Barbara Bloemink is one of the very few experts on Florine Stettheimer who has studied her work sufficiently to identify fakes or flag incorrect assessments leaving the artist’s legacy in a vulnerable position. For Florine Stettheimer, and other significant woman artists, a catalogue raisonné is a critical publication that situates their work within the art historical canon and institutes a scholarly approach to safeguarding their legacies for present and future generations.

Dr. Barbara Bloemink is the international expert on the work of the modernist artist Florine Stettheimer. In 1995, she published her Ph.D. dissertation on the artist and co-organized a retrospective of Stettheimer’s work at the Whitney Museum of American Art. Her 2021 Florine Stettheimer: A Biography was chosen by the New Yorker as “One of the best books of 2021.” As an art historian, Bloemink is the author of over 20 books on international modern and contemporary art and design.

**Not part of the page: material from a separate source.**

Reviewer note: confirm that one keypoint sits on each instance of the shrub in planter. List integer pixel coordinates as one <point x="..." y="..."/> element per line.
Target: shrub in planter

Dr. Bloemink has served as Director and Chief Curator of five art museums — the Smithsonian National Design Museum, Cooper-Hewitt, the Guggenheim & Guggenheim Hermitage Museums in Las Vegas, the Contemporary Art Center of Virginia, the Kemper Museum of Art and Design, and the Hudson River Museum in New York — and has organized over 70 international exhibitions of modern and 20th-century contemporary art and design. She has lectured all over the world on contemporary art and design, creativity, and the art market.